L'affaire fait grand bruit en Australie et secoue le monde du conseil. Deloitte, l'un des géants mondiaux de l'audit, a dû reconnaître avoir utilisé une intelligence artificielle générative pour produire un rapport crucial pour le gouvernement. Une décision qui a tourné au fiasco, le document final étant criblé de références "hallucinées" et de citations fantômes.

Comment des erreurs aussi grossières ont-elles été découvertes ?

Tout a commencé par un audit commandé par le Département de l'Emploi et des Relations Professionnelles australien. La mission de Deloitte : évaluer le système informatique automatisant les sanctions pour les demandeurs d'emploi.
Un sujet particulièrement sensible, car ce même système avait déjà été accusé d'annuler injustement plus de 1 300 aides sociales pour un préjudice total de 1,2 million de dollars australiens.

Mais le rapport de Deloitte, qui a coûté aux contribuables plus de 439 000 dollars australiens, a rapidement montré des failles béantes. C'est un chercheur, Chris Rudge, qui a tiré la sonnette d'alarme en découvrant des citations attribuées à des articles scientifiques qui n'ont tout simplement jamais existé.

drapeau Australie

Quelles étaient la nature et l'ampleur de ces "hallucinations" ?

Les erreurs dépassaient la simple coquille ou l'imprécision. Le rapport citait par exemple deux publications inexistantes de la chercheuse Lisa Burton Crawford. Contactée, celle-ci a confirmé n'avoir jamais écrit ces articles, se disant « préoccupée » de voir des recherches lui être attribuées de cette manière.

Pire encore, le document allait jusqu'à inventer une citation d'un juge dans une décision de justice et référençait une affaire juridique sans aucun rapport avec le sujet. Pour Chris Rudge, l'universitaire à l'origine de la découverte, déformer ainsi le droit commun australien dans un avis destiné au gouvernement est une faute grave, bien plus sérieuse que de mal attribuer des travaux académiques.

IA hallucinations

Quelle a été la réaction de Deloitte face à ces accusations ?

Dans un premier temps, l'entreprise a tenté de minimiser l'incident, évoquant de simples « titres qui ne correspondaient pas entièrement aux sources ». Mais face à l'évidence et à la pression médiatique, Deloitte a finalement dû admettre dans une version amendée du rapport avoir eu recours à une intelligence artificielle générative (Azure OpenAI GPT-4o).

La firme a par conséquent accepté de fournir un remboursement partiel au gouvernement, sans que le montant soit rendu public.
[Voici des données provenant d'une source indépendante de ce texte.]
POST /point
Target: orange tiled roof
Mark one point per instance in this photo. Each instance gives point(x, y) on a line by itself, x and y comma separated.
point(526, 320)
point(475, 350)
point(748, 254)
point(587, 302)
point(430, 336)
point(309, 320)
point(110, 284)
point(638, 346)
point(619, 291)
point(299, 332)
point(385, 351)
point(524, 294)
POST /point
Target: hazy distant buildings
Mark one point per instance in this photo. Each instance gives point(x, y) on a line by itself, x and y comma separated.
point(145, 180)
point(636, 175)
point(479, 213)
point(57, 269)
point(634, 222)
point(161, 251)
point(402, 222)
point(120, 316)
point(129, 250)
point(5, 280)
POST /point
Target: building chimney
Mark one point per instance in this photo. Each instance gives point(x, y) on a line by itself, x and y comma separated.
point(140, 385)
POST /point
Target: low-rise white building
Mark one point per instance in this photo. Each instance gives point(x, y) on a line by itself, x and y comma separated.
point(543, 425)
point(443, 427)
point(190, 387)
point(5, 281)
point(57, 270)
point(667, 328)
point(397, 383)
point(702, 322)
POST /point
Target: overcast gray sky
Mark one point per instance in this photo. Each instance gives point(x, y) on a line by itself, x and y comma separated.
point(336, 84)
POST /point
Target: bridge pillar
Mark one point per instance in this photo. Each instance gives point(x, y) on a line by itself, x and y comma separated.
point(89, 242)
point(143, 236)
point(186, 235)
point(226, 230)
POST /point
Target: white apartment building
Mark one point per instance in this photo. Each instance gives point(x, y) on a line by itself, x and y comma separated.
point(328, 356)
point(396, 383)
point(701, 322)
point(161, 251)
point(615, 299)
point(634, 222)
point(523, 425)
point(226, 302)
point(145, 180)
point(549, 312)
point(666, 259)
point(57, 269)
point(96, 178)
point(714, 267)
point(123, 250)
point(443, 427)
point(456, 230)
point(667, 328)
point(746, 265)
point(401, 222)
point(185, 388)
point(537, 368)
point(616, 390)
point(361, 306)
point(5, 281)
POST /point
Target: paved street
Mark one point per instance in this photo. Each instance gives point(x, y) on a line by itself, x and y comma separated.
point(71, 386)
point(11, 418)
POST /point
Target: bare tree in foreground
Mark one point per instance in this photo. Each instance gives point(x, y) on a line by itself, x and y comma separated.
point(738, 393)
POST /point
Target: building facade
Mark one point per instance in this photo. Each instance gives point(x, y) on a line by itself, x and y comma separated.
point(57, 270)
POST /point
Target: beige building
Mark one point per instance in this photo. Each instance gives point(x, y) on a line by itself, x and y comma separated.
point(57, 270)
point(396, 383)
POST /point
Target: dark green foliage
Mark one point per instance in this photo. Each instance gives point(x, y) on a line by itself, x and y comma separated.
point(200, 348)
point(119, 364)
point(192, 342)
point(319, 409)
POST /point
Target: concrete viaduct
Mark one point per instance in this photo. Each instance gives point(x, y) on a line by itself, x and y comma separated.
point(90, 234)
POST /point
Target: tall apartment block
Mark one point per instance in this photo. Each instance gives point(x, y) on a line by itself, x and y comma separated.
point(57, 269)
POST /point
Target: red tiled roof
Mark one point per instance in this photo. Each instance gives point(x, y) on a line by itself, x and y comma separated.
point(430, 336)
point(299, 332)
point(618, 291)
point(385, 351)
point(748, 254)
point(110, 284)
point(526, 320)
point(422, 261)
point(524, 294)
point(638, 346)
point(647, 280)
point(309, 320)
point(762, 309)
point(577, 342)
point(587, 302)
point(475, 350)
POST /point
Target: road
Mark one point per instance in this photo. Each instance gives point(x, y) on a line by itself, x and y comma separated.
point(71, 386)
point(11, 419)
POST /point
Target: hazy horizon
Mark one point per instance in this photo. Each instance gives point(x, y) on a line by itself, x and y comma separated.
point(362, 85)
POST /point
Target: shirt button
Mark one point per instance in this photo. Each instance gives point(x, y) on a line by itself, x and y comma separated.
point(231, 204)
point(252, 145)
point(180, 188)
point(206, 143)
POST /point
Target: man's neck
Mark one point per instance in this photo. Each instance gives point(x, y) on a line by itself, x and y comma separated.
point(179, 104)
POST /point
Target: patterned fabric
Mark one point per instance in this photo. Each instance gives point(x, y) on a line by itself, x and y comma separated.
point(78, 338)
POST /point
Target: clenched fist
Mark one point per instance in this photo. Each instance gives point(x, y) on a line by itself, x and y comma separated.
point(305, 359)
Une sénatrice australienne, Deborah O'Neill, n'a pas manqué de tacler le cabinet, déclarant que Deloitte avait un « problème d'intelligence humaine ». Malgré les corrections apportées, le mal est fait : la confiance dans l'expertise des "big four" [terme qui désigne les quatre plus grands cabinets d’audit et de conseil au monde : Deloitte, PricewaterhouseCoopers, Ernst & Young et KPMG, NDLR] est sérieusement ébranlée par ce qui ressemble à une faute professionnelle.